Nous faisions nos prières en commun, sous la direction de l’Hindou, qui les disait le premier, avec un recueillement et une sainteté qui l’enlevaient du monde. Celles d’Ahmed comportaient, par contre, une incroyable fantaisie… Peu s’en fallait que les borborygmes dont il les truffait ne me fissent éclater de rire. L’équipage, surpris, venait souvent assister à ces manifestations mystiques, certains nous entouraient de respect, d’autres d’ironie.

On avait fini par savoir sur le bateau que j’étais une Française, sous mon apparence bédouine.

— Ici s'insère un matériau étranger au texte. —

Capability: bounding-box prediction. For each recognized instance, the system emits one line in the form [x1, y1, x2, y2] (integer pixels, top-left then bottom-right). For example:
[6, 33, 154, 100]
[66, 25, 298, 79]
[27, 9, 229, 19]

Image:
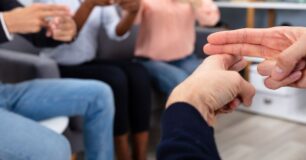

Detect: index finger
[207, 28, 267, 45]
[37, 4, 71, 18]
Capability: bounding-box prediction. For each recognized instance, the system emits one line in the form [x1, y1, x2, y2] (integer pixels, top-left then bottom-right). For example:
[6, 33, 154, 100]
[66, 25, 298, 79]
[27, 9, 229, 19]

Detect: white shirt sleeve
[101, 6, 129, 41]
[0, 13, 14, 41]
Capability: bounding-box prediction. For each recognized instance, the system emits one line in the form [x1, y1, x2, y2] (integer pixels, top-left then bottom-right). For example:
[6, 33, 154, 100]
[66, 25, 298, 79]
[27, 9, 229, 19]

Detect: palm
[204, 27, 306, 58]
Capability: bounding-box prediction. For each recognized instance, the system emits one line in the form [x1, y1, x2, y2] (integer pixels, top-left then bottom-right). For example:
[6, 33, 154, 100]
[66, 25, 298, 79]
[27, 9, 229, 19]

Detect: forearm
[116, 12, 137, 36]
[73, 1, 95, 31]
[157, 103, 220, 160]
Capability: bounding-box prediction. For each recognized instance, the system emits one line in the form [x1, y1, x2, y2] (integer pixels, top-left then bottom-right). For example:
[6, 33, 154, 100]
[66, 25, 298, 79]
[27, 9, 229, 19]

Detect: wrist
[166, 85, 216, 126]
[2, 12, 17, 34]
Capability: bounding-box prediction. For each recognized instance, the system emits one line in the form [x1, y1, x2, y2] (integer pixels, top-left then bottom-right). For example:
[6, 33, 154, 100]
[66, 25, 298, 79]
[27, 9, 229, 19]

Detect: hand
[118, 0, 140, 13]
[204, 27, 306, 82]
[257, 55, 306, 89]
[167, 55, 255, 125]
[85, 0, 117, 6]
[47, 16, 77, 42]
[3, 4, 70, 34]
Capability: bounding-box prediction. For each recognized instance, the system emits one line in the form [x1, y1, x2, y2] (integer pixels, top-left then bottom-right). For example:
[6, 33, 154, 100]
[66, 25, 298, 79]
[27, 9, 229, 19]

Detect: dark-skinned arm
[73, 0, 111, 31]
[116, 12, 138, 36]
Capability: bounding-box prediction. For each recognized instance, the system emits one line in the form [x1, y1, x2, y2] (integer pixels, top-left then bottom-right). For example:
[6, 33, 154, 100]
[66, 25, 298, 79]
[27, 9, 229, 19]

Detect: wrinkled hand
[167, 55, 255, 125]
[204, 27, 306, 89]
[117, 0, 140, 13]
[47, 16, 77, 42]
[3, 4, 70, 34]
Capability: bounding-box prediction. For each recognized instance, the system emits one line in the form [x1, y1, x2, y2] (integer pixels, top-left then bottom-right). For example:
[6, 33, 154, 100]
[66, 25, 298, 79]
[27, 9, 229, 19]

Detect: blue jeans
[141, 55, 203, 95]
[0, 79, 114, 160]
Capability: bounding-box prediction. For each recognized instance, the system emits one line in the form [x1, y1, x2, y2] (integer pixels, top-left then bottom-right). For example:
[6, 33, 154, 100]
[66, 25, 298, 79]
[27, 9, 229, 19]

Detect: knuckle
[276, 55, 296, 67]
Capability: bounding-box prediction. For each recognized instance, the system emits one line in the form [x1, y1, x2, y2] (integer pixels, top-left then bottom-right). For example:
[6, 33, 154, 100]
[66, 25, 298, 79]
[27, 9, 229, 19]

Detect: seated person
[35, 0, 151, 160]
[0, 0, 114, 160]
[135, 0, 220, 95]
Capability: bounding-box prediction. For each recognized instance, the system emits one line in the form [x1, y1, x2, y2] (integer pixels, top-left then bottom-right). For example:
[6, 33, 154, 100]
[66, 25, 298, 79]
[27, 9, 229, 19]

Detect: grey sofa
[0, 27, 225, 156]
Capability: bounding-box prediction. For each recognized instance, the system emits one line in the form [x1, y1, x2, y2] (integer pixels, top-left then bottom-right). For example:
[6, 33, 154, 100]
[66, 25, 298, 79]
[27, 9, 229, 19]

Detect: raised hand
[3, 4, 70, 34]
[167, 55, 255, 125]
[204, 27, 306, 81]
[117, 0, 140, 14]
[47, 16, 77, 42]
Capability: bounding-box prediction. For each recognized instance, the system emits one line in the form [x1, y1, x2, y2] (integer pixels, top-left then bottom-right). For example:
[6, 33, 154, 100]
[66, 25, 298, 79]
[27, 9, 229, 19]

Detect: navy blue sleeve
[157, 103, 221, 160]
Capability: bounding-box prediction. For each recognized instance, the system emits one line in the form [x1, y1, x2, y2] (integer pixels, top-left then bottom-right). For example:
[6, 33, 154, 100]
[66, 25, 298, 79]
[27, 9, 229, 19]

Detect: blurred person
[135, 0, 220, 95]
[204, 27, 306, 89]
[157, 55, 255, 160]
[36, 0, 151, 160]
[0, 0, 114, 160]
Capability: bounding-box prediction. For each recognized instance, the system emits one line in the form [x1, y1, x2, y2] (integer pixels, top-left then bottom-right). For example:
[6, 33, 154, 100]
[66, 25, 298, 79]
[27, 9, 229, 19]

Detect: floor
[77, 111, 306, 160]
[149, 111, 306, 160]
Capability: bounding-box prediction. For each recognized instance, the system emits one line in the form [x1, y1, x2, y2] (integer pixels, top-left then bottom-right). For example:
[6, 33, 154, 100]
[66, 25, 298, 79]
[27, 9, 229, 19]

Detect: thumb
[271, 36, 306, 81]
[204, 54, 242, 70]
[239, 78, 256, 106]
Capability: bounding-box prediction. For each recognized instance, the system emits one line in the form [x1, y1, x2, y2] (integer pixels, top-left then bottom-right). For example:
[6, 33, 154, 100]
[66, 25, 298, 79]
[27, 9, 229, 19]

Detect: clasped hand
[204, 27, 306, 89]
[3, 4, 76, 42]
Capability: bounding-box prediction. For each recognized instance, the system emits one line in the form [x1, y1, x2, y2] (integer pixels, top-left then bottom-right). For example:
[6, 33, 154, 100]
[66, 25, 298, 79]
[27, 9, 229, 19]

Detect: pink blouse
[135, 0, 220, 61]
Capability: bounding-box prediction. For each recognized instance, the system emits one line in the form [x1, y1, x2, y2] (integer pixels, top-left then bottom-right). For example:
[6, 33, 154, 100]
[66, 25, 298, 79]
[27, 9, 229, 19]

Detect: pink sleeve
[195, 0, 220, 26]
[134, 1, 145, 25]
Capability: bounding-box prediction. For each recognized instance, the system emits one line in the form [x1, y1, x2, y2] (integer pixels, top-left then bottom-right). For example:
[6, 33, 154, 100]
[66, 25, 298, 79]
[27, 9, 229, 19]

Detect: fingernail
[290, 71, 302, 80]
[275, 67, 284, 74]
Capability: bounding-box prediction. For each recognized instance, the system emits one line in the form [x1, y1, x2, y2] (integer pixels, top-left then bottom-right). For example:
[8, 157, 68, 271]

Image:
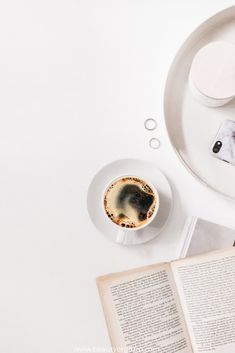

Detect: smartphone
[210, 120, 235, 165]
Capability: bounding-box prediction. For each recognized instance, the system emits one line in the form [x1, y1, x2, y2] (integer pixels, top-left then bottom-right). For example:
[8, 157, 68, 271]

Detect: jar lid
[189, 41, 235, 100]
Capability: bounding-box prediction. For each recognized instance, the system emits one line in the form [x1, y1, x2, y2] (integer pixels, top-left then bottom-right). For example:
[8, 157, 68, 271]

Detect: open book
[97, 248, 235, 353]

Officiers et marins venaient, d’occasion, lier conversation avec moi. Ils le faisaient en cachette, redoutant le fanatisme musulman. Le commandant m’offrit aussi d’user de sa salle de bains. Un jour, m’y voyant aller, Soleiman émit la prétention de s’en servir. Je le remis à sa place, et lui dis tous mes regrets de n’avoir pas épousé un type simple, malin et débrouillard comme Ahmed, il en eut un violent dépit.

Le directeur des salines de Massaoua, qui était là, et avec lequel je conversais parfois en espagnol, détestait Soleiman et le tenait pour un sauvage, effrayant sous son masque doucereux. Il voulut, sachant ce que je prétendais faire en Arabie, que je lui écrive de temps en temps, pour lui prouver qu’on ne m’avait pas tuée.

— Voici mon adresse, fit-il. Si, dans quinze jours, je n’ai pas de vos nouvelles, c’est que vous aurez été assassinée.